Katarzyna Stankiewicz po 15 latach postanowiła wrócić do show biznesu. Pogodziła się z muzykami Varius Manx, ruszyła z nimi w jubileuszową trasę koncertową, a nawet podobno pracują razem nad nowym materiałem. Na razie "bez kontraktów i zobowiązań". To ponoć trochę ryzykowne. Anita Lipnicka twierdzi, że dawni koledzy do tej pory nie rozliczyli się z nią ze sprzedanych płyt.
Podobno mój pierwszy album z Varius Manx sprzedał się w milionowym nakładzie. Ciekawe, kto zgarnął te pieniądze. Bo na pewno nie ja - wyznała w jednym z wywiadów.
Stankiewicz wzięła także udział w Tańcu z gwiazdami, udzieliła wywiadu Vivie i planuje rozbieraną sesję w Playboyu. Czyli zaliczyła główne punkty "wielkich powrotów". Teraz czas na zostanie bohaterką rubryk towarzyskich. Ale to nic trudnego, bo Katarzyna właśnie się zakochała.
Od 2006 roku, czyli rozstania z producentem Radkiem Łuką, z którym ma 12-letniego syna, piosenkarka jest sama. Na szczęście, jak ujawniają jej znajomi, już kogoś poznała.

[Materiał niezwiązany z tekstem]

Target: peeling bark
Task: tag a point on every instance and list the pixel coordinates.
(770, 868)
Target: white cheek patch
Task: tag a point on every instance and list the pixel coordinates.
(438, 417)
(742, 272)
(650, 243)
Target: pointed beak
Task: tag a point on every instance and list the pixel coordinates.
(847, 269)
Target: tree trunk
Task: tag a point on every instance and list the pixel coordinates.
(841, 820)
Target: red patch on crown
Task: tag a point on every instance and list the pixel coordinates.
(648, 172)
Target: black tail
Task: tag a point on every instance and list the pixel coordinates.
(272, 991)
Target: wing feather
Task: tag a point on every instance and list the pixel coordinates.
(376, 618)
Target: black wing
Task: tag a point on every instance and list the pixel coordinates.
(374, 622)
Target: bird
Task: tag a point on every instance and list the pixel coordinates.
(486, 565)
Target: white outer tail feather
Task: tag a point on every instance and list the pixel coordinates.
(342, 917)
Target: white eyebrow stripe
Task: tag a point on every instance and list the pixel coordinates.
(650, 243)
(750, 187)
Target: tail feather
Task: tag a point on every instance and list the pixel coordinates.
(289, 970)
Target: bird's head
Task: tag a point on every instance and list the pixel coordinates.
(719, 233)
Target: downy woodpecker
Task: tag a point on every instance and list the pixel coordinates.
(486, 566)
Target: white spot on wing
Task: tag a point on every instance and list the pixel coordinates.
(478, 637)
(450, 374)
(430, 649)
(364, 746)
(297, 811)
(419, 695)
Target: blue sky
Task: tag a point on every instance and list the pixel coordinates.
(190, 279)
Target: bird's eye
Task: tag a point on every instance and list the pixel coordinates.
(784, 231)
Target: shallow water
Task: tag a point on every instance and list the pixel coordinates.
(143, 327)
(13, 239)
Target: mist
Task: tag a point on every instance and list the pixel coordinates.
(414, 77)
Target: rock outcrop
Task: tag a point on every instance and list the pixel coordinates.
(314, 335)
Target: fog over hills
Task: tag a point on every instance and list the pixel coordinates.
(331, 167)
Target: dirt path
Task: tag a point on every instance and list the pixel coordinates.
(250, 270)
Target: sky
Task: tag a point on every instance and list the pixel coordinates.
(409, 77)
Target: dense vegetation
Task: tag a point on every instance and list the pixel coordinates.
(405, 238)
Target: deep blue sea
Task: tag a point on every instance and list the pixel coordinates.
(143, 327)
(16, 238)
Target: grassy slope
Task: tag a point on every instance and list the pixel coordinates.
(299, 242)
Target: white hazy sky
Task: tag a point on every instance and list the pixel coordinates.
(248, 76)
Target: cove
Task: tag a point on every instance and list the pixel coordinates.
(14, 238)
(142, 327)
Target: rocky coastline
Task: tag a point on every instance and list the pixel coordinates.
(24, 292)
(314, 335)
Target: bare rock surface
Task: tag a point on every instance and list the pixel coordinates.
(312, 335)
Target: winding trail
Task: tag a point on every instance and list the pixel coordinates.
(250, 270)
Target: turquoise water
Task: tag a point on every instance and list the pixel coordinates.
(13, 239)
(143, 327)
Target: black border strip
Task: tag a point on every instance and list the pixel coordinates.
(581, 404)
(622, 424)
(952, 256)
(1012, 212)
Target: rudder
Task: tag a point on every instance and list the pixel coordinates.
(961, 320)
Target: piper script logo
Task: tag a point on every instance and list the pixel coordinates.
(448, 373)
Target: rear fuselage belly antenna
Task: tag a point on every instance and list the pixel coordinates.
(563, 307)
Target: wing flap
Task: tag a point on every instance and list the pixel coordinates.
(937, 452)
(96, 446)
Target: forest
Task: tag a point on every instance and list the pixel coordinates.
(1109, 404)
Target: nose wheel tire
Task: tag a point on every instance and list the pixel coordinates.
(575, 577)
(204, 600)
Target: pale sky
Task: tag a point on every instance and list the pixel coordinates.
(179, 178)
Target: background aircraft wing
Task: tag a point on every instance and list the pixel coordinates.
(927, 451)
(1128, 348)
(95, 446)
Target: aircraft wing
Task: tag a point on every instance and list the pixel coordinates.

Kasia jest szczęśliwie zakochana, ale mocno pilnuje, by nie stało się to tematem plotek - ujawnia informator Faktu. Jej partner pracuje w branży, jest jednym z kierowców ekipy technicznej, z którą Kasia pracuje. Ale nie towarzyszy jej na imprezach, nie obnoszą się ze swoim uczuciem. Ten związek to taka wisienka na torcie, bo ten rok jest dla niej bardzo udany dzięki powrotowi do Varius Manx i udziałowi z Tańcu z gwiazdami.